Quintard H, Papy E, Massias L, et al. The pharmacokinetic profile of voriconazole during continuous high-volume venovenous hemofiltration in a critically ill patient. Ther Drug Monit 2008;30:117–119.

These authors describe a case in which an adult critically ill patient with anuric renal failure receiving CVVH was receiving voriconazole to treat an abdominal infection. Voriconazole was administered IV at 4 mg/kg q 12 hr; pharmacokinetic analysis occurred on day 11 of therapy. The CVVH settings were as follows: 1.9 m2 polyethersulfone filter; BFR 200 mL/min; predilution flow 1000 mL/hr; postdilution flow 2000 mL/hr. Pertinent findings included the following: Cmax 6.8 mg/L; half-life 16.5 hr; CLTOTAL 5.4 L/hr; Vd 128.6 L; sieving coefficient 0.58.

Fuhrmann V, Schenk P, Jaeger W, et al. Pharmacokinetics of voriconazole during continuous venovenous haemodiafiltration. J Antimicrob Chemother 2007;60:1085–1090.

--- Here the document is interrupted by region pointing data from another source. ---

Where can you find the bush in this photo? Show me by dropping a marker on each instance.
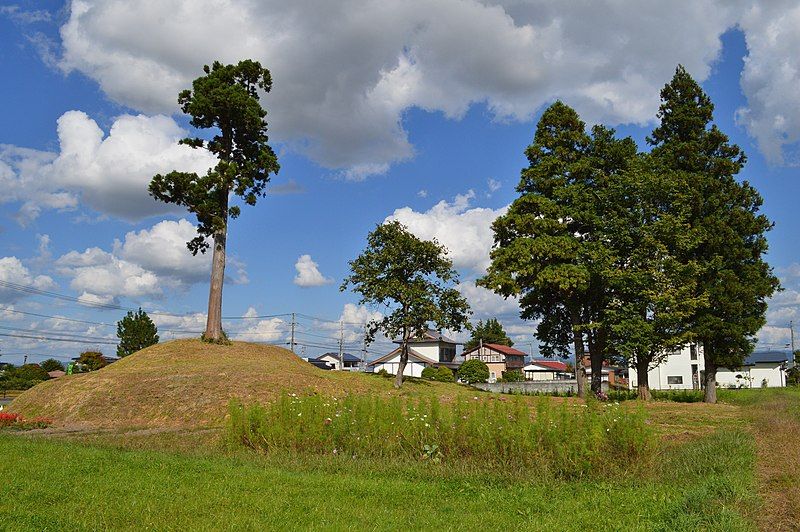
(51, 364)
(429, 373)
(445, 374)
(514, 375)
(563, 440)
(473, 371)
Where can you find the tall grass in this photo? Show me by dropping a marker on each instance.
(564, 440)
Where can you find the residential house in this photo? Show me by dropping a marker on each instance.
(348, 362)
(546, 370)
(499, 358)
(680, 370)
(432, 349)
(760, 369)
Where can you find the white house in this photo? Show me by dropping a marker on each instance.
(760, 369)
(680, 370)
(433, 349)
(545, 370)
(348, 362)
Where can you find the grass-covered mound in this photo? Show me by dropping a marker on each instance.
(190, 383)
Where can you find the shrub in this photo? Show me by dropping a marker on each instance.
(429, 373)
(445, 374)
(564, 440)
(473, 371)
(514, 375)
(51, 364)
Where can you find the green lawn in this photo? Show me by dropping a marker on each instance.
(56, 485)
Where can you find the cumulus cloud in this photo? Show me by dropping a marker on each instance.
(465, 232)
(344, 107)
(308, 273)
(147, 263)
(485, 303)
(108, 173)
(13, 271)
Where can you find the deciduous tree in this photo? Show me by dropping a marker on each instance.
(225, 99)
(413, 279)
(135, 332)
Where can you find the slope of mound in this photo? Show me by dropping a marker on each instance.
(184, 383)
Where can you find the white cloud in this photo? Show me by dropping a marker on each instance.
(147, 263)
(162, 250)
(487, 304)
(108, 173)
(344, 107)
(308, 273)
(465, 232)
(13, 271)
(770, 79)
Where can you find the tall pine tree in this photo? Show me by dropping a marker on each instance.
(734, 279)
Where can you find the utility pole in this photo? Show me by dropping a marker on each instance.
(341, 345)
(364, 351)
(292, 341)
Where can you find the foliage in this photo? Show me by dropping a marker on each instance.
(51, 364)
(444, 374)
(224, 100)
(513, 375)
(733, 278)
(429, 372)
(562, 440)
(412, 279)
(549, 248)
(491, 332)
(473, 371)
(91, 361)
(135, 332)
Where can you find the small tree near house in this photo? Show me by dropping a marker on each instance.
(412, 279)
(135, 332)
(225, 99)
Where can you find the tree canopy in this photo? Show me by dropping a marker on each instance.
(135, 332)
(225, 100)
(733, 278)
(412, 279)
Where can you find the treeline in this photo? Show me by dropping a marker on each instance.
(626, 255)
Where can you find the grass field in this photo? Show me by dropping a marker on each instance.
(161, 466)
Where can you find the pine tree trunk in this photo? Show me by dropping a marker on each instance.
(214, 321)
(580, 371)
(710, 379)
(398, 379)
(643, 380)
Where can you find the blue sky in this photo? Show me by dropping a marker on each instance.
(421, 125)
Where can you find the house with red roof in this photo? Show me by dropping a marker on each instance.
(546, 370)
(499, 358)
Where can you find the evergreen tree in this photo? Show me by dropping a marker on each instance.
(135, 332)
(653, 285)
(225, 100)
(490, 332)
(549, 248)
(733, 277)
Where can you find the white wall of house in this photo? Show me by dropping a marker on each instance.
(678, 371)
(412, 369)
(753, 376)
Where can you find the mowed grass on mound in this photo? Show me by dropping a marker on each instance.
(189, 383)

A pharmacokinetic analysis was performed on 9 critically ill adults with acute renal failure and suspected or proven fungal infection. All patients were anuric. Voriconazole was administered at 6 mg/kg IV to all patients; 4 of the 9 patients received continued dosing with a second 6 mg/kg dose 12 hr later, followed by 4 mg/kg/dose q 12 hr. CVVHDF was carried out as follows: AN69 filter; BFR 9 L/h; predilution fluid 1000 mL/hr; DFR 1000 mL/hr. Pertinent findings were the following [mean ± SD, data following the first dose in 8 patients]: Cmax 5.9 ± 2.9 mg/L; Cmin 1.1 ± 0.3 mg/L; CLTOTAL 12.9 ± 6.7 L/hr; CLCRRT 1.1 ± 0.3 L/hr; sieving coefficient 0.56 ± 0.16; Vd 228 ± 42 L; half-life 14.7 ± 6.5 hr; % removal by CVVHDF 11% ± 7%. In one patient that also had cirrhosis, the pharmacokinetic parameters were different, most notably was the half-life of 52 hr. There was not significant drug accumulation after repeated doses. The authors concluded that CVVHDF does not alter the pharmacokinetics of voriconazole, and that patients in renal failure do not need dose adjustment. However, patients with cirrhosis may need decreased maintenance doses, but this population requires further study.

AUC

area under the curve

BFR

blood flow rate

CLTOTAL

total clearance

CLCRRT

clearance due to CRRT

Cmax

maximum serum concentration

Cmin

minimum serum concentration

CRRT

continuous renal replacement therapy

CVVH

continuous venovenous hemofiltration

CVVHD

continuous venovenous hemodialysis

CVVHDF

continuous venovenous hemodiafiltration

DFR

dialysate flow rate

IV

intravenously

MIC

minimum inhibitory concentration

MIC90

minimum concentration required to inhibit 90% of organisms

UF

ultrafiltrate

UFR

ultrafiltration rate

Vd

volume of distribution

DISCLOSURE The author declares no conflicts or financial interest in any product or service mentioned in the manuscript, including grants, equipment, medications, employment, gifts, and honoraria.